Broadcom sweetens Qualcomm takeover offer

Broadcom remains in the hunt for Qualcomm, and it's willing to pay quite a bit more than its initial $105 billion offer for the company from back in November. This morning, the acquisition-hungry chip designer released a revised bid for Qualcomm of $82 per share, up from $70 last year. Given Qualcomm's roughly 1.5 billion outstanding shares, the new offer values the company at about $120.8 billion. With $25 billion of net debt from Qualcomm in the bargain, the total value of the deal rises to about $146 billion.

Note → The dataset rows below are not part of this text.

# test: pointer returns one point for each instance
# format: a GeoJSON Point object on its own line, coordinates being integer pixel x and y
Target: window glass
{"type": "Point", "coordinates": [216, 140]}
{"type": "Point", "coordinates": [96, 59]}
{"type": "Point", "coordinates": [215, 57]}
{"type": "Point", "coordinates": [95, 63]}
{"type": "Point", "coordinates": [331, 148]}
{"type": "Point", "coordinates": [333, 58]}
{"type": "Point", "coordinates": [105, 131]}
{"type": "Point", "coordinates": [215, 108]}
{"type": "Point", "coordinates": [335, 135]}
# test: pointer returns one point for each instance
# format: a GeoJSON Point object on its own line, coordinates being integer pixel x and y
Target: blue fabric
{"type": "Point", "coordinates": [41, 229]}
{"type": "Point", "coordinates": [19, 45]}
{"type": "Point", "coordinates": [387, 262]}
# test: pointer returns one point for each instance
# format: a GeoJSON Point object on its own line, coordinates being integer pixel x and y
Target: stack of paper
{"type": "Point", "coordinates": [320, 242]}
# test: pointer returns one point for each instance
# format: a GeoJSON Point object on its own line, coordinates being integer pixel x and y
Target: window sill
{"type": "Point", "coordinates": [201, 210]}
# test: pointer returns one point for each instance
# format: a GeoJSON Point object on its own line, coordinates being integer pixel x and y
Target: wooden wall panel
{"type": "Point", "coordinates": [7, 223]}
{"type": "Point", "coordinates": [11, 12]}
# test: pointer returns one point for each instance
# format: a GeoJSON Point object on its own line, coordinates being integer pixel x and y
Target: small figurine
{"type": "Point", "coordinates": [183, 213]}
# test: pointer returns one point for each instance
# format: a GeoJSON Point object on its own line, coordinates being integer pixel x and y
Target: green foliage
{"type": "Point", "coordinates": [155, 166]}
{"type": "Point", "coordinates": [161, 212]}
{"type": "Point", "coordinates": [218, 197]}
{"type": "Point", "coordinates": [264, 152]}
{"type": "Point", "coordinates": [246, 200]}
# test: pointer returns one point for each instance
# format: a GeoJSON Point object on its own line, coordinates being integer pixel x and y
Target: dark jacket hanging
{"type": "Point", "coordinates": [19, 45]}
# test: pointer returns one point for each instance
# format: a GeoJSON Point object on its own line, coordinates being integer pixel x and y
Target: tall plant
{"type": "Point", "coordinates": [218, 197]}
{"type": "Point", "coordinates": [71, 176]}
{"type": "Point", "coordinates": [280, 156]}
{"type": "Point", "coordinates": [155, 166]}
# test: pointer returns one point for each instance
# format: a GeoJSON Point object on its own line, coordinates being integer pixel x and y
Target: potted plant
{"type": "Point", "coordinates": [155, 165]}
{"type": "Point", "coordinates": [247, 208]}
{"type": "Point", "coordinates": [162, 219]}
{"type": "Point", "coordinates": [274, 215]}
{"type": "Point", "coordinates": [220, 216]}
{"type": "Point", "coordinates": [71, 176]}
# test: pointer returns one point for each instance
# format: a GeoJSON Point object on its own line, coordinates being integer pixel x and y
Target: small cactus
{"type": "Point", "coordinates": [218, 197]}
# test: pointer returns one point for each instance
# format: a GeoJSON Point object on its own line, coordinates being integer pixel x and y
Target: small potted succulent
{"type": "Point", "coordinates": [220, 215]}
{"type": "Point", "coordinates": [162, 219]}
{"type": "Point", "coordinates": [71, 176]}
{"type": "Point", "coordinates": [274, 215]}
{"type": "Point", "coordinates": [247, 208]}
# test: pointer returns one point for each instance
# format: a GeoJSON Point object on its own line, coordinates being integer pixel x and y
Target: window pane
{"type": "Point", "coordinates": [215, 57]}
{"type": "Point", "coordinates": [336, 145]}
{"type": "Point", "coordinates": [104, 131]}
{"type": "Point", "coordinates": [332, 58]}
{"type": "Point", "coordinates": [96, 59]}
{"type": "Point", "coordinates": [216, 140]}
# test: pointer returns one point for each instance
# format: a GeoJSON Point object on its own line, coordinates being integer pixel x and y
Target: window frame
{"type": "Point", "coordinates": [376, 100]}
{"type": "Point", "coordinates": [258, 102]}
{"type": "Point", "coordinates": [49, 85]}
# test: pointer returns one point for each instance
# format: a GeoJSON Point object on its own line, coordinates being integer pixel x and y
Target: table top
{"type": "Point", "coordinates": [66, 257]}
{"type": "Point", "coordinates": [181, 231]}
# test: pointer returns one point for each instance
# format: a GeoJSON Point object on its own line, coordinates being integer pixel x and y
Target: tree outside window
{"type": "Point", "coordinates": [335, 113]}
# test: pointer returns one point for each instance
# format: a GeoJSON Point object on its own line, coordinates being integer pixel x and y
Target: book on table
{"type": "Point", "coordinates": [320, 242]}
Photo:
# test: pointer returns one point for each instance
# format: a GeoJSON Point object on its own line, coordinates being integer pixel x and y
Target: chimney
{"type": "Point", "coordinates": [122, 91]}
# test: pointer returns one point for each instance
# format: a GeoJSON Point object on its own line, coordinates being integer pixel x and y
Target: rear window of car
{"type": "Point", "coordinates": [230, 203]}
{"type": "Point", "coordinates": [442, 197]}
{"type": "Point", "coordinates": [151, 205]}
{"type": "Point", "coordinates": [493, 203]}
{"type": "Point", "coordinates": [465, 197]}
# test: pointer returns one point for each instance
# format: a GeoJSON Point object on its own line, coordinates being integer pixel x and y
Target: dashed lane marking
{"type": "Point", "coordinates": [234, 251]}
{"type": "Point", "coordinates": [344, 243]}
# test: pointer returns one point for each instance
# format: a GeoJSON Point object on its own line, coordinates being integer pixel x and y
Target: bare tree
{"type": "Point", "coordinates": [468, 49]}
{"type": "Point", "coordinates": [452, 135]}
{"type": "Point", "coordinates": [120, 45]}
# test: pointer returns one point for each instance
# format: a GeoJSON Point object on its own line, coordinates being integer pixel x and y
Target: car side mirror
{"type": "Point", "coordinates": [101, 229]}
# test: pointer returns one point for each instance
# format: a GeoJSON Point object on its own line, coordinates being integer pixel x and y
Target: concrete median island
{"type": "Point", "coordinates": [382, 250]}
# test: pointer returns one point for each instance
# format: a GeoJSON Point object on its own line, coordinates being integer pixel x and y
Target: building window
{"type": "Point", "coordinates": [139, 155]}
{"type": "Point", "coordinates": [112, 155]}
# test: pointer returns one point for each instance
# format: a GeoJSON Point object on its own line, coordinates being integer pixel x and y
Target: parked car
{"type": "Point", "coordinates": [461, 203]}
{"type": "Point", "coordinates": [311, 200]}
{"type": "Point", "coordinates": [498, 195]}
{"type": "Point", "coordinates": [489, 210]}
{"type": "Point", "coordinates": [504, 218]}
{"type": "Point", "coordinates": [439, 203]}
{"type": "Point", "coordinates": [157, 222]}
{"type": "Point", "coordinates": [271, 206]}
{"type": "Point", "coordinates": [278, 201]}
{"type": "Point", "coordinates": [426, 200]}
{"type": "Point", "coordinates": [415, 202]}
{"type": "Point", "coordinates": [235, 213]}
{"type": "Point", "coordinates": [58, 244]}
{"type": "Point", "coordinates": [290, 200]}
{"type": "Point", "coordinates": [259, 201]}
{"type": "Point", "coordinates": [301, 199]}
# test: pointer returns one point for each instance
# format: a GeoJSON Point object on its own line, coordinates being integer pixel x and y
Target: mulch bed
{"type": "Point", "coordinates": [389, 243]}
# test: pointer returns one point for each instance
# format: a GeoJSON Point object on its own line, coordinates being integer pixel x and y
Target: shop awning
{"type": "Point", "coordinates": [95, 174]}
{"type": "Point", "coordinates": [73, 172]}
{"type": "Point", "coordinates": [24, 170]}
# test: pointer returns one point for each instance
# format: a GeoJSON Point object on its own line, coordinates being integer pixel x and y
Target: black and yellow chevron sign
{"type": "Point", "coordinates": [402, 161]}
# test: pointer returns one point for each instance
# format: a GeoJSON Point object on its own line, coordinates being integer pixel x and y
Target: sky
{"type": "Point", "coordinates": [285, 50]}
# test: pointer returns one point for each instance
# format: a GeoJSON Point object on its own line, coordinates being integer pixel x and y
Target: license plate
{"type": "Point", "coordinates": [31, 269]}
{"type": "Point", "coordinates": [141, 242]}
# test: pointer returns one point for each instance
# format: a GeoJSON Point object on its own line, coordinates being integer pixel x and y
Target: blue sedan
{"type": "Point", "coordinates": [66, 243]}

Broadcom notes that this new offer is a 50% premium over Qualcomm's share price on the last day those shares were unaffected by knowledge of Broadcom's offer and a 56% premium on Qualcomm's "unaffected 30-day volume-weighted average price." The extra dosh comes out to $60 in cash per Qualcomm share and the remainder in Broadcom shares. Broadcom's $70 initial offer comprised the same amount in cash plus $10 per share in Broadcom stock.

On top of the top-line pot sweetening, Broadcom says it's willing to pay a "ticking fee" that would pay out more cash to Qualcomm shareholders if the deal takes more than a year to close once the companies enter into a definitive agreement. Broadcom will also dangle a "reverse termination fee" that would compensate Qualcomm stakeholders if the deal were to collapse for regulatory reasons. The company is also extending board-of-directors seats to longtime Qualcomm exec Paul Jacobs and one other current Qualcomm board member in the combined company's boardroom. To press its case, Broadcom has put together an investor presentation that lays out the nitty-gritty of why it believes its offer is compelling.

Broadcom says this offer is its "best and final" proposal. Qualcomm's board of directors has confirmed receipt of the revised offer and says it plans to review the document in accordance with its fiduciary duties. The Qualcomm board rejected Broadcomm's prior offer, complaining that it "dramatically [undervalued]" the Snapdragon designer and came with too much regulatory uncertainty. We'll see whether Broadcom's freshened offer is enough to make the Qualcomm board cave.